Her daughter was murdered. She speaks from experience about crime victim’s rights
Idaho lawmakers will attempt to enact new constitutional protections for victims of crime for the third year in a row, but they might see some pushback again from attorneys and survivor groups.
This year’s resolution was introduced last week in the Senate State Affairs Committee, and it again is being called Marsy’s Law for Idaho. It is being backed by Sen. Todd Lakey, R-Nampa, and Sen. Cherie Buckner-Webb, D-Boise, marking the first time a Democrat has co-sponsored the measure.
If it passes, the resolution would amend Idaho’s 1994 Victim Rights Amendment by requiring that victims be notified of court proceedings, have a voice in those proceedings and several other requirements. Because it is a constitutional amendment, it requires a two-thirds vote of support in the Senate and House before it can be put on a ballot for voters to make the ultimate decision.
The legislation takes its name from Marsy Nicholas, who was killed by her ex-boyfriend in 1983. One week after she was killed, her killer was released on bail without her family’s knowledge and confronted her mother and brother. Several other states have passed Marsy’s Law, starting with California, and seen some legal complications.
Similar legislation in Idaho failed to pass in 2017 and 2018 after opponents questioned whether the bills would unintentionally diminish the voice of some victims. On Wednesday, supporters of Marsy’s Law spoke at the Statehouse to stress their support for what is Senate Joint Resolution 101.
Lakey said at the rally that “Marsy’s Law is and has always been about giving victims an effective voice.”
Buckner-Webb also spoke at the rally, saying she wanted to see everyone in the state treated with respect, including crime victims.
“We work for you,” she told rally supporters. “Speak for the voices of those who cannot speak for themselves, and let’s get this legislation passed.”
Supporters of Marsy’s Law stress that they are not trying to outweigh the rights of defendants who are not yet convicted, but defense attorneys have questioned the proposed changes. Last year, opponents raised concerns about victims being able to speak at court hearings before a suspect is convicted.
Additionally, advocates for sexual assault survivors raised concern last year about how a “victim” was defined. The legislation pitched this year has narrowed the scope to no longer include “an entity” as a victim, but only an “individual who suffers direct or threatened physical, financial or emotional harm.”
A date for the resolution’s next hearing has not been set.
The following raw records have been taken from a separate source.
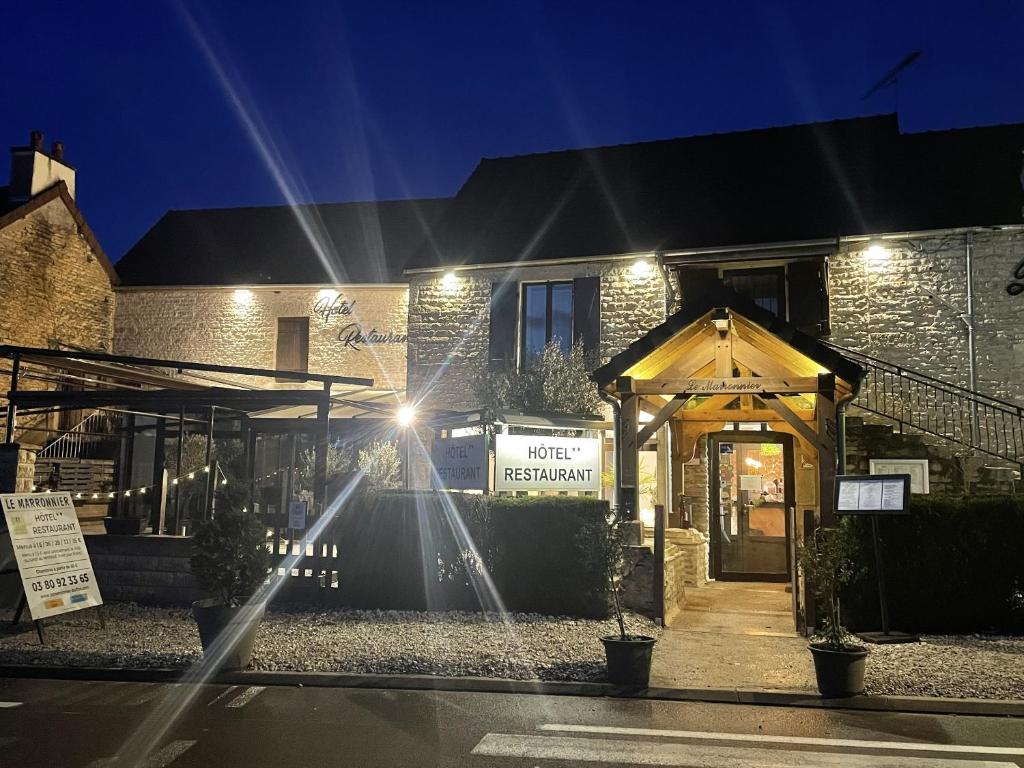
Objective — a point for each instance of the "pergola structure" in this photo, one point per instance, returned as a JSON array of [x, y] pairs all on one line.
[[173, 392], [723, 361]]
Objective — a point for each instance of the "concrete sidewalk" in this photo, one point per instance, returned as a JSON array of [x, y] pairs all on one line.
[[734, 636]]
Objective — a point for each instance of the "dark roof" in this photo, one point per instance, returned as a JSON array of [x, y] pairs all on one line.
[[361, 243], [722, 296], [811, 181], [15, 211]]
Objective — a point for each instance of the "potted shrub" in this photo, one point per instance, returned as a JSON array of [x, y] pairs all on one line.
[[827, 566], [628, 656], [229, 562]]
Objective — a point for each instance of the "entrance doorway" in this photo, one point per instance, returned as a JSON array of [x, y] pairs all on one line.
[[752, 488]]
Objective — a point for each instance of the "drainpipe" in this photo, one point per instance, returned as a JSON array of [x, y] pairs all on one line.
[[616, 436], [968, 320]]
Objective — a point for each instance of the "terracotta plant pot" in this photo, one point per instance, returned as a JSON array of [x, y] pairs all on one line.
[[629, 659], [227, 634], [840, 673]]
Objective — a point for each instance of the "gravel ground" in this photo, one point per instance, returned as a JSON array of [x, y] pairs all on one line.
[[955, 666], [527, 646]]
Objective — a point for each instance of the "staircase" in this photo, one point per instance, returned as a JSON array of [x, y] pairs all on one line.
[[921, 402]]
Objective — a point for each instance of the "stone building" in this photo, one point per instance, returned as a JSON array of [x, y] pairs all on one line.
[[56, 285]]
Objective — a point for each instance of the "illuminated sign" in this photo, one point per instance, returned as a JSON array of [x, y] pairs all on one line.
[[460, 463], [542, 463]]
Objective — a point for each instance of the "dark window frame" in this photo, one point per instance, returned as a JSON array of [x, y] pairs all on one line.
[[547, 311], [302, 325], [782, 293]]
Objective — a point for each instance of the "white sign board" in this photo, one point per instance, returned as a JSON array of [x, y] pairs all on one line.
[[297, 515], [51, 556], [872, 495], [541, 463], [460, 463], [916, 468]]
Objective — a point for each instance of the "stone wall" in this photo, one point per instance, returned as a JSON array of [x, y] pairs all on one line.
[[54, 291], [905, 308], [147, 569], [17, 468], [239, 327], [449, 322]]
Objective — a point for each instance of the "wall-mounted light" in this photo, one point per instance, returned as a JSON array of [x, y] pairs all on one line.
[[720, 318], [640, 268], [877, 256], [406, 416]]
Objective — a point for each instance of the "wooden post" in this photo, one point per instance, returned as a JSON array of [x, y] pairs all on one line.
[[15, 367], [629, 460], [321, 449], [659, 562], [825, 423]]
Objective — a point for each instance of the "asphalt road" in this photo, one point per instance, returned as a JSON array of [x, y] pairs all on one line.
[[69, 724]]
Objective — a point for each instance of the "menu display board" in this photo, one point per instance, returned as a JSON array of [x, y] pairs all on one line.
[[52, 560], [872, 495]]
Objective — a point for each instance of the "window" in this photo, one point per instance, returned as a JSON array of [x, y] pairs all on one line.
[[525, 316], [765, 287], [293, 344], [547, 314]]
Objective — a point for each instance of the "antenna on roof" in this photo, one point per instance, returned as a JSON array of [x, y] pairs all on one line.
[[892, 77]]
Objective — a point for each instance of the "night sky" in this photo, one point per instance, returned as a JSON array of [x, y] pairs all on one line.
[[194, 104]]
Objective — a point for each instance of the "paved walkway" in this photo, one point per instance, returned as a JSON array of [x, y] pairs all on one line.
[[733, 635]]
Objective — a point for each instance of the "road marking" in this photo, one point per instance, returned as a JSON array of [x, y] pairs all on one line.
[[804, 740], [162, 759], [246, 696], [695, 756], [222, 694]]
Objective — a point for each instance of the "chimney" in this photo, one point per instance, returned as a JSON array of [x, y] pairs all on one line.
[[33, 171]]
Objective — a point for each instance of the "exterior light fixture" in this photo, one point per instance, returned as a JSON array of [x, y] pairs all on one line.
[[640, 268], [406, 416], [720, 318], [877, 254]]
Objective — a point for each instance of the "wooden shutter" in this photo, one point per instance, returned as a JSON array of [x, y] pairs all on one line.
[[587, 315], [293, 344], [502, 340], [809, 296], [695, 281]]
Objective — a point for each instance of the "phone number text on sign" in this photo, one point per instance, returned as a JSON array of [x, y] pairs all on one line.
[[52, 559]]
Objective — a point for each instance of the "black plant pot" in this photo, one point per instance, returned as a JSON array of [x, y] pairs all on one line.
[[227, 634], [840, 673], [124, 525], [629, 659]]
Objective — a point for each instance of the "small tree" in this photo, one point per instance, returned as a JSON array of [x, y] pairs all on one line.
[[551, 381], [827, 566], [230, 558], [381, 465]]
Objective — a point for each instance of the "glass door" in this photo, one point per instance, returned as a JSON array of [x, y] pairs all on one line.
[[752, 488]]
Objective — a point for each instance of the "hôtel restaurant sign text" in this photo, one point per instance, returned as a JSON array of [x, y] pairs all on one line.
[[542, 463]]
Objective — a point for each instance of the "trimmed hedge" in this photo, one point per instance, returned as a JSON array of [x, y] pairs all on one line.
[[951, 565], [441, 551]]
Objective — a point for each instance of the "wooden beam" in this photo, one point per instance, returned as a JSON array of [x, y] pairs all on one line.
[[732, 385], [723, 355], [730, 415], [663, 416], [793, 420]]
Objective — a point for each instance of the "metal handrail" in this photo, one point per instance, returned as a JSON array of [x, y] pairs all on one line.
[[931, 406]]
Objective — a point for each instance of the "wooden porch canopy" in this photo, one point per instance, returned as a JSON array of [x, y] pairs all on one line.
[[723, 360]]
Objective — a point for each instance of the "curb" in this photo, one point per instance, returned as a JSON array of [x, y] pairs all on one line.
[[762, 697]]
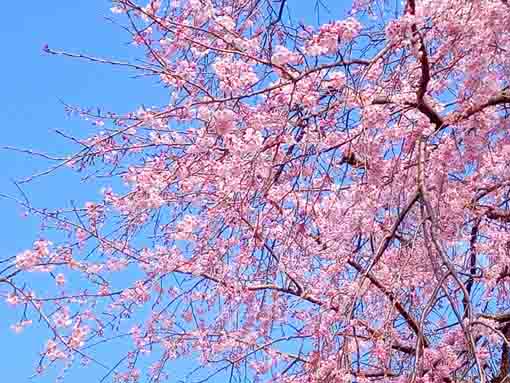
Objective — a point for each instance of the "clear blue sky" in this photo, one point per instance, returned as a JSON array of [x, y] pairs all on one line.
[[31, 85]]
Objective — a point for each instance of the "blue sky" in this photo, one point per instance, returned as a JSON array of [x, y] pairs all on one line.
[[31, 85]]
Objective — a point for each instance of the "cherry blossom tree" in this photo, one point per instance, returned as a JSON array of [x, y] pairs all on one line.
[[324, 203]]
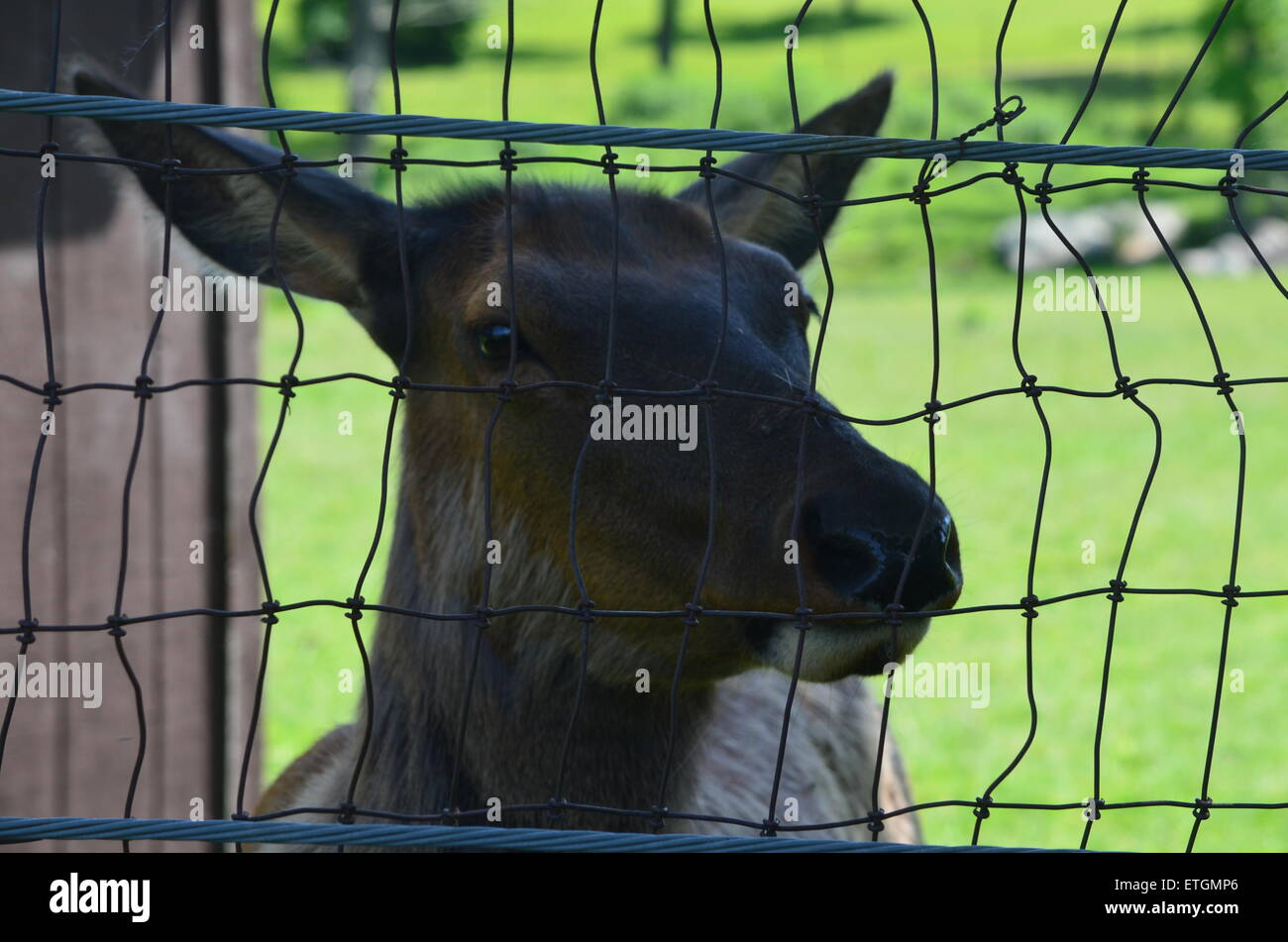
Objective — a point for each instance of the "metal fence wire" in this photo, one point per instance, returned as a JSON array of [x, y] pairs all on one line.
[[429, 830]]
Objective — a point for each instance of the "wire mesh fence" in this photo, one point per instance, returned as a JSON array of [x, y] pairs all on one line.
[[394, 826]]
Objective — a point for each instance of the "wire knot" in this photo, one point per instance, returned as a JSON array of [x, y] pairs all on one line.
[[660, 815], [29, 626], [605, 387], [167, 170], [1003, 116]]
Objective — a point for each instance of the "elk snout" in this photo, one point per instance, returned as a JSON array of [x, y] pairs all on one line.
[[863, 552]]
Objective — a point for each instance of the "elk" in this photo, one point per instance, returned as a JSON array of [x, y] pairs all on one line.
[[643, 506]]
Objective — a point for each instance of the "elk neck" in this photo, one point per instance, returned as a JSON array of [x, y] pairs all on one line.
[[526, 680]]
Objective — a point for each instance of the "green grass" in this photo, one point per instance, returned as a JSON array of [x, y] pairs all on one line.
[[323, 489]]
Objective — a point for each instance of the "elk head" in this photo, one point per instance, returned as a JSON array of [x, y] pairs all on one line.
[[643, 506]]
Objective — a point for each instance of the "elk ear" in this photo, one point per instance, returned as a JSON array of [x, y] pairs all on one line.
[[330, 236], [758, 215]]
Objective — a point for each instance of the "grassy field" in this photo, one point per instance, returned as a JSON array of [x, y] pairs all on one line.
[[322, 493]]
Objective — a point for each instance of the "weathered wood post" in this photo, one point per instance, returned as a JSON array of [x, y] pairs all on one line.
[[188, 541]]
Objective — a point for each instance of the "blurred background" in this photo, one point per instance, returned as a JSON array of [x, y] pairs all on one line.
[[656, 67]]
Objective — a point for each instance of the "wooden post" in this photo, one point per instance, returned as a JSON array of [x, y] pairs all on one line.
[[197, 463]]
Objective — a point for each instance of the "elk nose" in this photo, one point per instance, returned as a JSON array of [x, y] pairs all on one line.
[[864, 560]]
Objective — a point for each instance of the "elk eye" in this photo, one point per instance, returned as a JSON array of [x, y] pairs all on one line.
[[493, 341]]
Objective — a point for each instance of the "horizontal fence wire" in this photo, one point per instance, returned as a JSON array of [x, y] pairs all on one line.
[[529, 839], [451, 828], [108, 108]]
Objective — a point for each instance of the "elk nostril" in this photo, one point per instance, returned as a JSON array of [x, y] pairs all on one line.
[[952, 550], [850, 560]]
It still must go before the Senate State Affairs Committee, where public testimony will be taken, before it can advance to the floor.
The fiscal note with the legislation states that an economic analysis estimated it could cost around $553,000 annually for counties and local government to implement Marsy’s Law, but researchers believe it could be less, according to the bill’s statement of purpose.
There’s also an estimated cost of $205,000 from the general fund for the Idaho Secretary of State’s Office to publish the proposed amendment on a ballot in the next election, should it pass the Legislature.